Quick start

Quick start without SGX support

  1. Clone the Graphene repository:

    git clone https://github.com/oscarlab/graphene.git

  2. Build Graphene:

    sudo apt-get install -y build-essential autoconf gawk bison wget python3
cd graphene
make

  3. Build and run helloworld:

    cd LibOS/shim/test/regression
make
./pal_loader helloworld

  4. For more complex examples, see Examples directory.

Quick start with SGX support

Graphene-SGX requires that the FSGSBASE feature of recent processors is enabled in the Linux kernel. For the ways to enable the FSGSBASE feature, please refer to Building.

Before you run any applications in Graphene-SGX, please make sure that Intel SGX SDK and the SGX driver are installed on your system. We recommend using Intel SGX SDK and the SGX driver no older than version 1.9 (or the DCAP SGX SDK and the driver version 1.4/1.5/1.6).

If Intel SGX SDK and the SGX driver are not installed, please follow the READMEs in https://github.com/01org/linux-sgx and https://github.com/01org/linux-sgx-driver to download and install them. If you want to use the DCAP SDK and driver, please follow the README in https://github.com/intel/SGXDataCenterAttestationPrimitives. Please note, that the DCAP driver requires Graphene to run as a root user to access it.

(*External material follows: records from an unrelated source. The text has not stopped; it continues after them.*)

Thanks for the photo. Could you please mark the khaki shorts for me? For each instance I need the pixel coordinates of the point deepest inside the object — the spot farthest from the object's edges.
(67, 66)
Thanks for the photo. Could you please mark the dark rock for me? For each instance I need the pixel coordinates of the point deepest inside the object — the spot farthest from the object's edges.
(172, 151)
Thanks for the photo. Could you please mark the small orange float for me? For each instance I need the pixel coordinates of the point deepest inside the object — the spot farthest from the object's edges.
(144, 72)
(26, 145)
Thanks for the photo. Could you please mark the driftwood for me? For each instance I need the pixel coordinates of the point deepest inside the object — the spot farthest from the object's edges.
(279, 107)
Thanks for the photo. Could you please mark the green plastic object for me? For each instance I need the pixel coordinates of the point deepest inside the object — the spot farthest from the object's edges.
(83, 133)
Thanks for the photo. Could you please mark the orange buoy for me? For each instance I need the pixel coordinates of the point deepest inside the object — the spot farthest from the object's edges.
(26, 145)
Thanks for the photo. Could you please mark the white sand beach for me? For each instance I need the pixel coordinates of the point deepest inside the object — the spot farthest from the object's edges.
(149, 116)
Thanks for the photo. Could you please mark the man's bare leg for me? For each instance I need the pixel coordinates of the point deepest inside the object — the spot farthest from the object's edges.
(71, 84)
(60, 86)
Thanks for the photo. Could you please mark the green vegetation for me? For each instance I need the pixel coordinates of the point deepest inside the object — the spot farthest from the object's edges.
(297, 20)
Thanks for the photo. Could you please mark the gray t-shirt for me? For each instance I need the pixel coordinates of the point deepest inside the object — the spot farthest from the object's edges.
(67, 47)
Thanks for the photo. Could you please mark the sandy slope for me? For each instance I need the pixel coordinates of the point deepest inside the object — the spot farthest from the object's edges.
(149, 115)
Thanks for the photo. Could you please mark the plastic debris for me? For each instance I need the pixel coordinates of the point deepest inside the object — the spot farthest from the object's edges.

  1. Ensure that Intel SGX is enabled on your platform:

    lsmod | grep sgx
ps ax | grep [a]esm_service

The first command should list isgx (or sgx) and the second command should list the process status of aesm_service.

  1. Clone the Graphene repository:

    git clone https://github.com/oscarlab/graphene.git
cd graphene

  2. Prepare a signing key:

    openssl genrsa -3 -out Pal/src/host/Linux-SGX/signer/enclave-key.pem 3072

  3. Build Graphene and Graphene-SGX:

    sudo apt-get install -y \
   build-essential autoconf gawk bison wget python3 libcurl4-openssl-dev \
   python3-protobuf libprotobuf-c-dev protobuf-c-compiler python3-pip
python3 -m pip install toml>=0.10
make
ISGX_DRIVER_PATH=<path-to-sgx-driver-sources> make SGX=1

  4. Set vm.mmap_min_addr=0 in the system (only required for the legacy SGX driver and not needed for newer DCAP/in-kernel drivers):

    sudo sysctl vm.mmap_min_addr=0

    Note that this is an inadvisable configuration for production systems.

  5. Build and run helloworld:

    cd LibOS/shim/test/regression
make SGX=1
make SGX=1 sgx-tokens
SGX=1 ./pal_loader helloworld

Running sample applications

We prepared and tested several applications to demonstrate Graphene and Graphene-SGX usability. These applications can be found in the Examples folder in the repository, each containing a short README with instructions how to test it. We recommend starting with simpler, thoroughly documented examples like Memcached and Redis, to understand manifest options and features of Graphene.